Erbil - Gailan Mawlud wirkt genervt. Es reicht ihm, dass seine Freunde spotten, weil seine Flucht so erfolglos endete – nun soll er auch noch seine ganze Odyssee öffentlich machen. In Halbsätzen berichtet der scheue 23-Jährige, weshalb er wieder im Basar Hemden und Jeans verkauft, mehrfach täglich in der nahen Moschee betet und mit Freunden die Wasserpfeife Shisha raucht, anstatt in Westeuropa Fuß zu fassen. Am 11. Dezember vorigen Jahres ist er mitsamt seiner Rückkehrprämie von 950 Euro in den Nordirak zurückgeflogen. Nun muss er sich wieder in Erbil, der Hauptstadt der kurdischen Autonomieregion, durchschlagen. Der viereinhalbmonatige Versuch, in Deutschland Asyl zu bekommen, in jeder Hinsicht ein Verlustgeschäft für ihn. Umgerechnet 6500 Euro habe er verschwendet. Früher besaß er einen Nissan Altima, heute muss er wieder das Taxi nutzen, um zur Arbeit zu kommen.

 

Kein Durchkommen bis Stuttgart

Ende Juli 2015 entschließt sich der Kurde, das Weite zu suchen. Diese alles kontrollierende Regierung, diese Langeweile! Die Eltern wünschen ihm ein glückliches Leben. „Wenn du dich da wohlfühlst, bleib dort“, geben sie ihm auf den Weg. Er fliegt in die Türkei und begibt sich auf die Balkanroute. Einige Mal packen ihn bulgarische Sicherheitskräfte hinter der Grenze und drängen ihn mit körperlicher Gewalt zurück in die Türkei. Doch bald geht es weiter, meist zu Fuß. An der serbisch-ungarischen Grenze sei es so öde gewesen „wie in einer Wüste“, und ausgerechnet dort muss er 24 Stunden in Haft und zu diesem Anlass seinen Fingerabdruck hinterlassen. Damit ist er in der Europäischen Union registriert. Kurz darauf lässt er sich mit neun anderen von Schleusern des Nachts über die österreichisch-deutsche Grenze bringen – in zwei Autos und für 650 Euro pro Person.

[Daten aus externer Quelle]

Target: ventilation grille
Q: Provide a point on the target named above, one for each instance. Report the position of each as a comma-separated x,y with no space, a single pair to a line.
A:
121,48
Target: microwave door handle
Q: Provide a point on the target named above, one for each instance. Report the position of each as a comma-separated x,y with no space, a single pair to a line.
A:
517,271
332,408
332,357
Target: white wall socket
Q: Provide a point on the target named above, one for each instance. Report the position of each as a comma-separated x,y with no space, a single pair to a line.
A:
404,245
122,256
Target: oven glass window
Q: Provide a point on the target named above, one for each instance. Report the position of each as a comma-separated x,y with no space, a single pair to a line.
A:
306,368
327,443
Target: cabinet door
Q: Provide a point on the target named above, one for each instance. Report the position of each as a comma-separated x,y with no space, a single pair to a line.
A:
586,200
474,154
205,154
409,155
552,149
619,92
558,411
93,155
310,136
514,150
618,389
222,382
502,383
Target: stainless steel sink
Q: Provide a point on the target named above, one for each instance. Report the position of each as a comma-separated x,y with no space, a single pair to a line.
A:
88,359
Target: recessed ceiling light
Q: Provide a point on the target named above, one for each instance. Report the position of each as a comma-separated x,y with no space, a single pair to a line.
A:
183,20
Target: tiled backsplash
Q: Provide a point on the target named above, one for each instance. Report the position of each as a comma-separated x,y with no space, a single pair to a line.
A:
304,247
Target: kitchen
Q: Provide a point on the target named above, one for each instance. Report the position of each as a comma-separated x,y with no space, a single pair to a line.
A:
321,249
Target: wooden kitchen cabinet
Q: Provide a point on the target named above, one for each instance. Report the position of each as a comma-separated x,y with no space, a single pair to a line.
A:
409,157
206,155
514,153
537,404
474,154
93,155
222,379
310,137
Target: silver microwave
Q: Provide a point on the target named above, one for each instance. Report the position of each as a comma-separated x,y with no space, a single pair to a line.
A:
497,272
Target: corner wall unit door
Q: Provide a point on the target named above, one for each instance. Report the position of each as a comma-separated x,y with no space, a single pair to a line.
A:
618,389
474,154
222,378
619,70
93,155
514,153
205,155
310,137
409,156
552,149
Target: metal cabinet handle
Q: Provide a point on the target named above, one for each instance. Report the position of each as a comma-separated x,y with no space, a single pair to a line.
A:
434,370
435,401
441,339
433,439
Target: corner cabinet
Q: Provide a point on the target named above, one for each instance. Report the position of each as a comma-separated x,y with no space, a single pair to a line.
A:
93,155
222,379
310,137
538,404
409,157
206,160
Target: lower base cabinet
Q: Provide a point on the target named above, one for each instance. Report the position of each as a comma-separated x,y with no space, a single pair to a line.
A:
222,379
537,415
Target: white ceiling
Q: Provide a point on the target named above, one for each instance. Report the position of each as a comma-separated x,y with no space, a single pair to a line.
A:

Es ist der 25. August 2015. Eigentlich peilt der Iraker nun Stuttgart und danach Bielefeld an, weil Freunde dorthin gelangt sind und die Unterkünfte nicht so überlaufen sein sollen. Zuvor hält ihn die Münchner Polizei fest und setzt den Kurden in einen Zug nach Berlin. In der Hauptstadt wohnt Gailan auf Staatskosten in einem Hostel am Alexanderplatz und steht im Winter am „Lageso“ an – das Landesamt für Gesundheit und Soziales ist ein berüchtigtes Nadelöhr. Dort macht das Gerücht die Runde, dass zwei Flüchtlinge in der Warteschlange wegen der Kälte erfroren seien – eine Falschmeldung. Viel besser, so stellt Gailan fest, ergehe es den Syrern. Dennoch mag er Berlin und zeigt als Beleg Handyfotos von Brandenburger Tor, Alex und Bundestag. Und überhaupt: Die Frauen seien die schönsten Europas, schwärmt er. Ansprechen kann er die Mädchen nicht – auf Kurdisch. „Tschuldigung“ ist das einzige deutsche Wort, was sich ihm einprägt.